Rozdział 4. Dobry moment.

2K 112 370
                                    


Odgłos teleportacji przerwał bezsensowną kłótnię zebranych. Harry i Ron puścili się biegiem w stronę Hermiony, która zgięła się, opierając ręce na kolanach i zaczęła wymiotować. Teleportacja w takim stanie ją wykończyła, ale musiała zebrać wszystkie siły w sobie, że spotkać się z przyjaciółmi i upewnić się, że nic im się nie stało. Świat mocno wirował jej przed oczami i miała trudności ze złapaniem oddechu. Ron delikatnie poklepywał ją po plecach, uspokajającym gestem, chociaż nie miał pojęcia, że to jej wcale nie pomagało.

– Miałaś rację – powiedział Harry, pomagając jej wstać, gdy skończyła. – Przepraszam, że cię nie posłuchałem.

– Najważniejsze, że jesteśmy cali i zdrowi – dodał Ron, chcąc w ten sposób rozluźnić atmosferę, jednak zamilkł, gdy spotkał zabójcze oczy Hermiony przewiercające go na wylot.

– Zginęli ludzie – burknęła. – Ale to nie jest czas na rozmowę na ten temat. Wracajmy do domu – jęknęła po chwili, ocierając usta. – Aktywujcie tego międzynarodowego świstoklika.
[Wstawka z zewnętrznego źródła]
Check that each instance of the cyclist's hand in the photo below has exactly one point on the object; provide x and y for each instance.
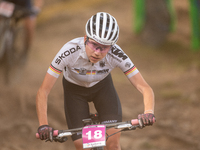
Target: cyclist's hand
(146, 119)
(46, 133)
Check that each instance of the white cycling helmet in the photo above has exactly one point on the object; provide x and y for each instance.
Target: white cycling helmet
(103, 28)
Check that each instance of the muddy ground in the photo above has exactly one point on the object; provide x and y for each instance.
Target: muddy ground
(172, 70)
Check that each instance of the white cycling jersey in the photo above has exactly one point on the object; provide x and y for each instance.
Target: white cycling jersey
(73, 61)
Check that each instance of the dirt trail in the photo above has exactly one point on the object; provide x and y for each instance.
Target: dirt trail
(172, 70)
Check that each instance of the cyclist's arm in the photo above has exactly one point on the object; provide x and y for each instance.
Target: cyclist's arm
(148, 94)
(42, 97)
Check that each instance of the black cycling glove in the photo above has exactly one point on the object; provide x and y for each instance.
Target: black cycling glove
(146, 119)
(46, 132)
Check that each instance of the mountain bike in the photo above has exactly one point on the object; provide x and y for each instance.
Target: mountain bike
(13, 42)
(94, 134)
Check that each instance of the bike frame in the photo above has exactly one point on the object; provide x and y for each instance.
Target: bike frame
(61, 135)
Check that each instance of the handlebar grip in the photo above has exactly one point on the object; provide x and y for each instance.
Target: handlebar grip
(136, 121)
(55, 133)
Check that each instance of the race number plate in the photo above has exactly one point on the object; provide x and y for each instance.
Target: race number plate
(94, 136)
(6, 8)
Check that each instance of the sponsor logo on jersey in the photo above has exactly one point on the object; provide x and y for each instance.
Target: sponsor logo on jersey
(67, 53)
(83, 71)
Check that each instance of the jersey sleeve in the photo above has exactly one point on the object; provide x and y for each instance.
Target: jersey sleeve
(121, 60)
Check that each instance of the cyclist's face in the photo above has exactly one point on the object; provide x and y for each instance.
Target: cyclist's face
(95, 51)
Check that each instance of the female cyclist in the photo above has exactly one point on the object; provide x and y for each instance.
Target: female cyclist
(86, 63)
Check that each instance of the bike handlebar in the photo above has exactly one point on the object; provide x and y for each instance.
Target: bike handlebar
(119, 125)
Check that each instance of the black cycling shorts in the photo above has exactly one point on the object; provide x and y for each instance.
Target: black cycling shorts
(104, 97)
(24, 3)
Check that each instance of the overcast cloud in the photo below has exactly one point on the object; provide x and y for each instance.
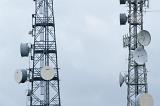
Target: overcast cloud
(90, 51)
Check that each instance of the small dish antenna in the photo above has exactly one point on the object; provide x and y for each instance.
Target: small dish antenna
(121, 79)
(144, 99)
(123, 19)
(47, 73)
(140, 55)
(21, 76)
(123, 1)
(24, 49)
(144, 38)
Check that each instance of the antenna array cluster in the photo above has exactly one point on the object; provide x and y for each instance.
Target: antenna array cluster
(136, 40)
(42, 75)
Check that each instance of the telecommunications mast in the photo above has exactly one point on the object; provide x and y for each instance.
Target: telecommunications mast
(42, 75)
(136, 40)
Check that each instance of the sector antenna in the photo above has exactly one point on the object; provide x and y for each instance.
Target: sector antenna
(136, 41)
(42, 75)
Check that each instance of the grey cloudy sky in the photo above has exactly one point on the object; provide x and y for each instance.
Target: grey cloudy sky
(89, 49)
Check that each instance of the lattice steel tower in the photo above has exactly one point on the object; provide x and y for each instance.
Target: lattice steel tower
(42, 75)
(136, 78)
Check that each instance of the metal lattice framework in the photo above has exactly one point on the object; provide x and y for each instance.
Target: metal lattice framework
(44, 53)
(137, 74)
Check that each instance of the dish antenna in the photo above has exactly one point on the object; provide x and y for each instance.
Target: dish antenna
(123, 1)
(123, 19)
(21, 76)
(24, 49)
(144, 100)
(144, 38)
(47, 73)
(121, 79)
(140, 56)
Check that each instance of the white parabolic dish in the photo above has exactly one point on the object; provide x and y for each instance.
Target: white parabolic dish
(21, 76)
(144, 100)
(47, 73)
(140, 55)
(144, 38)
(121, 79)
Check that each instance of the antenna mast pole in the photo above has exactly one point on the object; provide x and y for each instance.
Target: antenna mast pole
(42, 75)
(44, 54)
(136, 78)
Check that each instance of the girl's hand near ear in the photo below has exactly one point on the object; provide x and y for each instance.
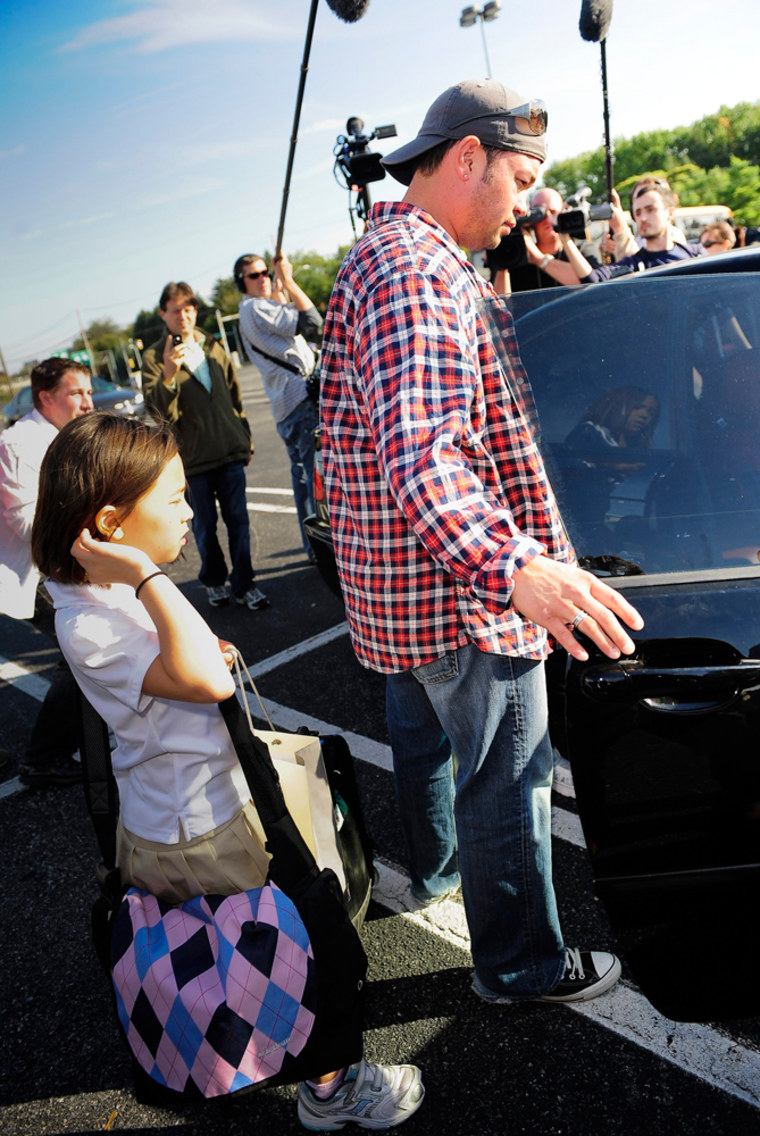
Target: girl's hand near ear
(107, 562)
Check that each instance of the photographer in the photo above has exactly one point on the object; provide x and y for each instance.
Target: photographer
(545, 259)
(275, 318)
(653, 206)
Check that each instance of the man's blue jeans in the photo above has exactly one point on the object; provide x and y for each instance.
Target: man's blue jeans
(225, 484)
(297, 432)
(493, 828)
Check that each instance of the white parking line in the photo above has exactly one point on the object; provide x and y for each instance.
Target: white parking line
(275, 492)
(261, 507)
(702, 1051)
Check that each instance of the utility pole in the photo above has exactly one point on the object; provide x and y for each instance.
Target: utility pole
(7, 376)
(86, 344)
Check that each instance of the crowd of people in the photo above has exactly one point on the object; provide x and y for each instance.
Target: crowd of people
(454, 564)
(541, 255)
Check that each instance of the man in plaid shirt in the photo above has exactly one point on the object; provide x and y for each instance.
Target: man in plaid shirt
(451, 552)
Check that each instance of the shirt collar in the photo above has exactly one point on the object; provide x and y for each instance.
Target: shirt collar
(384, 212)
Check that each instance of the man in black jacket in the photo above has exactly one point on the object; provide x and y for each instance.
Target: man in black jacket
(189, 381)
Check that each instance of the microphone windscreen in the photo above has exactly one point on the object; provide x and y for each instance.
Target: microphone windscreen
(595, 16)
(350, 10)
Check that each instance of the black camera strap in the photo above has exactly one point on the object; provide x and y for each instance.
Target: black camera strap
(281, 362)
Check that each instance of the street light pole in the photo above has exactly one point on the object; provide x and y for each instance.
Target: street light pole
(472, 15)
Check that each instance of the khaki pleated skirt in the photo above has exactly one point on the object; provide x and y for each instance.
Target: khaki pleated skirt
(227, 860)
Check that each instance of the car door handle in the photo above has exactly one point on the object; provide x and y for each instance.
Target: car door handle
(629, 681)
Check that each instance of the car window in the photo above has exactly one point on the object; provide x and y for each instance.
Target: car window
(645, 400)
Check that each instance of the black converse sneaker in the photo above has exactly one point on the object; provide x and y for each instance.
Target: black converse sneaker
(586, 975)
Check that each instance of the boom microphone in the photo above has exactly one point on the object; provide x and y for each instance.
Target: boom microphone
(595, 16)
(349, 10)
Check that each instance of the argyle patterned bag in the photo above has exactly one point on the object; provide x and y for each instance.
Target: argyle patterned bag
(217, 993)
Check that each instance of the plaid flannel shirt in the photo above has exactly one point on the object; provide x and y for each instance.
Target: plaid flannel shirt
(436, 491)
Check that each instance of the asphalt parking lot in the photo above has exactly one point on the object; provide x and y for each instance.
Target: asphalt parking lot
(612, 1067)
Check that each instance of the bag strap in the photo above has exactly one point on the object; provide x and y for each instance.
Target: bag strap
(293, 865)
(100, 792)
(281, 362)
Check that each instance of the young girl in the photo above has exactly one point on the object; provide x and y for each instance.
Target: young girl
(111, 507)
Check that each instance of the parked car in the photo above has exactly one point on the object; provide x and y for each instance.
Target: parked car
(105, 397)
(644, 395)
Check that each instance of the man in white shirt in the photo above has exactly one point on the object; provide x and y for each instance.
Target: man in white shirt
(61, 391)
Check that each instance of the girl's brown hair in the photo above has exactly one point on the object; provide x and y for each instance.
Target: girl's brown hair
(95, 460)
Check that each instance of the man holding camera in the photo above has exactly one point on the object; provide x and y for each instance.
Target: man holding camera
(190, 381)
(451, 551)
(275, 317)
(61, 391)
(524, 261)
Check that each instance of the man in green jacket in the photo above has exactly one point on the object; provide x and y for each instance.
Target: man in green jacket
(189, 381)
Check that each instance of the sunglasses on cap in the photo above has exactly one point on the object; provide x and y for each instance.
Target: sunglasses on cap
(534, 114)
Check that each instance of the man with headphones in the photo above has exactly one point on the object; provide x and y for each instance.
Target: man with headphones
(190, 382)
(275, 317)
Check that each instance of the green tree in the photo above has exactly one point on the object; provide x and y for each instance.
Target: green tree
(148, 326)
(690, 157)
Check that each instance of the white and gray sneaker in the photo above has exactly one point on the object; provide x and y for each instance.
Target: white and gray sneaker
(369, 1095)
(218, 595)
(253, 599)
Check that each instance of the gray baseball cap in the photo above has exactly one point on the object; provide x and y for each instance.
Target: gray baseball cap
(497, 115)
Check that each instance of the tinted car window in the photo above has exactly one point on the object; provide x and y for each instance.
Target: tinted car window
(648, 406)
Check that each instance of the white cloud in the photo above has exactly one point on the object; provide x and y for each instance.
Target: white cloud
(174, 194)
(92, 219)
(159, 25)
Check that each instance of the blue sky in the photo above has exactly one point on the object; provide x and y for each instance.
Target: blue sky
(143, 141)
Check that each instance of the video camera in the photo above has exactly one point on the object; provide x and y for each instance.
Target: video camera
(357, 164)
(578, 214)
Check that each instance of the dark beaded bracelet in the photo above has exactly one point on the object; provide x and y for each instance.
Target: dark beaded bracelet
(143, 582)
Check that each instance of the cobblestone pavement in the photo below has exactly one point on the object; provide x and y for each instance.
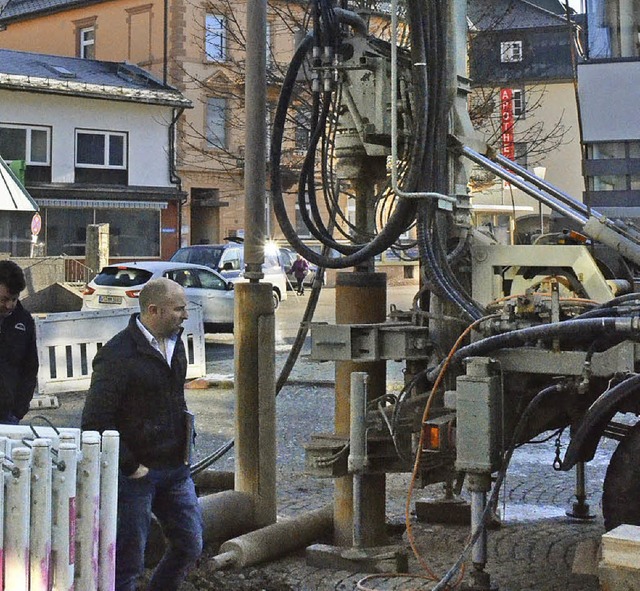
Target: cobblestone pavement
(532, 550)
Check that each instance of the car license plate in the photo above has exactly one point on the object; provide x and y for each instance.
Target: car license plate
(110, 299)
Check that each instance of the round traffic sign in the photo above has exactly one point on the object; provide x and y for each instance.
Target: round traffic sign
(36, 224)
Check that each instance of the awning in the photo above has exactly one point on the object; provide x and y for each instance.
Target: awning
(13, 196)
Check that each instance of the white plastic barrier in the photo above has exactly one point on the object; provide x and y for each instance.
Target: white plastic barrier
(68, 342)
(48, 541)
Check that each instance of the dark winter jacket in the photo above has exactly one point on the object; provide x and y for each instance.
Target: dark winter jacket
(134, 391)
(18, 363)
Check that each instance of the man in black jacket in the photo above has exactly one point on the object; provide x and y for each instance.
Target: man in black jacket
(137, 388)
(18, 352)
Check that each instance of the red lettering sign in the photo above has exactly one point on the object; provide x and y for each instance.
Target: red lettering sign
(506, 109)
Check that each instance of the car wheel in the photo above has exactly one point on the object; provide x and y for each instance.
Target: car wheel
(621, 491)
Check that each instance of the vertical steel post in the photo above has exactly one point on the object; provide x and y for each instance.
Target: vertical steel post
(40, 546)
(88, 507)
(255, 138)
(63, 543)
(17, 505)
(108, 510)
(361, 298)
(2, 506)
(358, 449)
(254, 314)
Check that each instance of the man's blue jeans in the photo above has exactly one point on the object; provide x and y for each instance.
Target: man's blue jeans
(170, 495)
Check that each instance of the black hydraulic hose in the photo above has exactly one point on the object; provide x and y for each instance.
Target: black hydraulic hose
(396, 225)
(583, 443)
(493, 497)
(577, 330)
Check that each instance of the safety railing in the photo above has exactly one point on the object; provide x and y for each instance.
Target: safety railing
(67, 343)
(58, 509)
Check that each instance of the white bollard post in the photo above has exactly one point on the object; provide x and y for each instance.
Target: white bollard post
(63, 543)
(88, 509)
(108, 510)
(40, 558)
(2, 507)
(17, 522)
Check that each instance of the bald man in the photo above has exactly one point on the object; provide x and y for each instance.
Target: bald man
(137, 388)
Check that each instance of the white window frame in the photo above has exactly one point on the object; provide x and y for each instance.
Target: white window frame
(105, 161)
(28, 129)
(215, 36)
(215, 141)
(303, 232)
(86, 43)
(510, 52)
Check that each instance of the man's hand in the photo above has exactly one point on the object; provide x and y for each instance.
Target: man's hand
(140, 472)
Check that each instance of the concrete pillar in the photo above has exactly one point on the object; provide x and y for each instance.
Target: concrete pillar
(361, 298)
(254, 367)
(97, 248)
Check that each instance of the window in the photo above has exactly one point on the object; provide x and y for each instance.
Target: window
(303, 130)
(132, 232)
(87, 43)
(269, 46)
(216, 125)
(510, 51)
(301, 226)
(518, 103)
(215, 38)
(21, 142)
(100, 149)
(101, 157)
(521, 150)
(29, 144)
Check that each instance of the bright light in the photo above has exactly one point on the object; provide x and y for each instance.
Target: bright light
(271, 248)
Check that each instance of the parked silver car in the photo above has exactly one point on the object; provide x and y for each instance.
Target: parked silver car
(118, 286)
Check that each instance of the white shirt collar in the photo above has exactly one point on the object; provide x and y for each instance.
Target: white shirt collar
(170, 342)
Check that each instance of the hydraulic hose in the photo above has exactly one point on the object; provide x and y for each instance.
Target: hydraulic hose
(577, 330)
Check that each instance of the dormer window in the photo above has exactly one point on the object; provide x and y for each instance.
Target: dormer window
(510, 52)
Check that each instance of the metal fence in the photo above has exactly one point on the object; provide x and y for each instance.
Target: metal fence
(68, 341)
(58, 509)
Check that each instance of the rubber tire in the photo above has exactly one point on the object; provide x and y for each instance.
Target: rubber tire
(621, 490)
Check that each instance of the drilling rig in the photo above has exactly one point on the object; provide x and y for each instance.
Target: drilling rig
(503, 343)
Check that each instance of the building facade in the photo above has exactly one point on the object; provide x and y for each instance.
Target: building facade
(608, 82)
(196, 47)
(96, 140)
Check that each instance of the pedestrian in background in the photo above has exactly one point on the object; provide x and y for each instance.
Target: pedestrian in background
(300, 268)
(18, 351)
(137, 388)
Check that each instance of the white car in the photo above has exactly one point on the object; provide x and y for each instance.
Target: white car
(118, 286)
(228, 260)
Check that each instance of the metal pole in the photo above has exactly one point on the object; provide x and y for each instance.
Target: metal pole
(255, 390)
(40, 546)
(63, 544)
(255, 139)
(361, 298)
(110, 451)
(358, 449)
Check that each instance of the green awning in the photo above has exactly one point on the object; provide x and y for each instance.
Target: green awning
(13, 196)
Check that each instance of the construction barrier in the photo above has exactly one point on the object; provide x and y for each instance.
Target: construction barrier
(68, 342)
(58, 509)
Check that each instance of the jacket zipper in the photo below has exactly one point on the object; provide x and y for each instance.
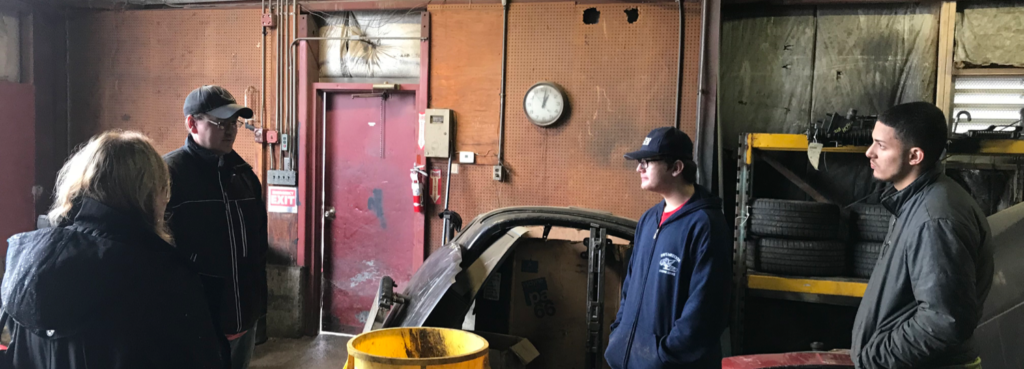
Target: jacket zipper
(235, 262)
(636, 318)
(242, 220)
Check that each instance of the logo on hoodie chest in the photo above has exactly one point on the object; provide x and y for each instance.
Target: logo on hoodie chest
(669, 264)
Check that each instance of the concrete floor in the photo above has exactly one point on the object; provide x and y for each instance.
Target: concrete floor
(308, 353)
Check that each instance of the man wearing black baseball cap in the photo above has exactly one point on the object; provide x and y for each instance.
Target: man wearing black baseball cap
(218, 218)
(676, 293)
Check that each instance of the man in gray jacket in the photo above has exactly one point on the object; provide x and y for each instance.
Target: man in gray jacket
(925, 297)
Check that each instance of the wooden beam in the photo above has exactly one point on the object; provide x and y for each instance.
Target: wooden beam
(944, 78)
(989, 72)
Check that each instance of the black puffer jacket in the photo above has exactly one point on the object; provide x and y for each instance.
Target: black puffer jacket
(104, 292)
(219, 221)
(925, 297)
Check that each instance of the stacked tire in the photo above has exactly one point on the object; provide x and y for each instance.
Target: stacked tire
(797, 238)
(870, 227)
(865, 255)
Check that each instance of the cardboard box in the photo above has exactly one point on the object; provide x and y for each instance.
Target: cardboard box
(549, 299)
(508, 352)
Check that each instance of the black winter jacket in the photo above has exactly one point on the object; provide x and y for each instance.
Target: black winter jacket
(219, 221)
(925, 297)
(104, 292)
Tu nie jest bezpiecznie – dodała, rozglądając się czujnie po ciemnej polanie, tak jakby się obawiała, że w tej ciemności czai się zło.

***

Od dnia ataku w czasie Mistrzostw Świata minęły cztery długie miesiące. Zginęły wtedy łącznie dwadzieścia cztery osoby, trzy kobiety mugolskiego pochodzenia oraz dwudziestu jeden czarodziejów różnych narodowości. Aurorzy próbowali wszystkich sposobów, ale nie udało im się odnaleźć osób odpowiedzialnych za atak. Nikt jednak nie zamierzał się poddawać. Powołano międzynarodowy trybunał, który miał osądzić morderców, zaraz po ich złapaniu.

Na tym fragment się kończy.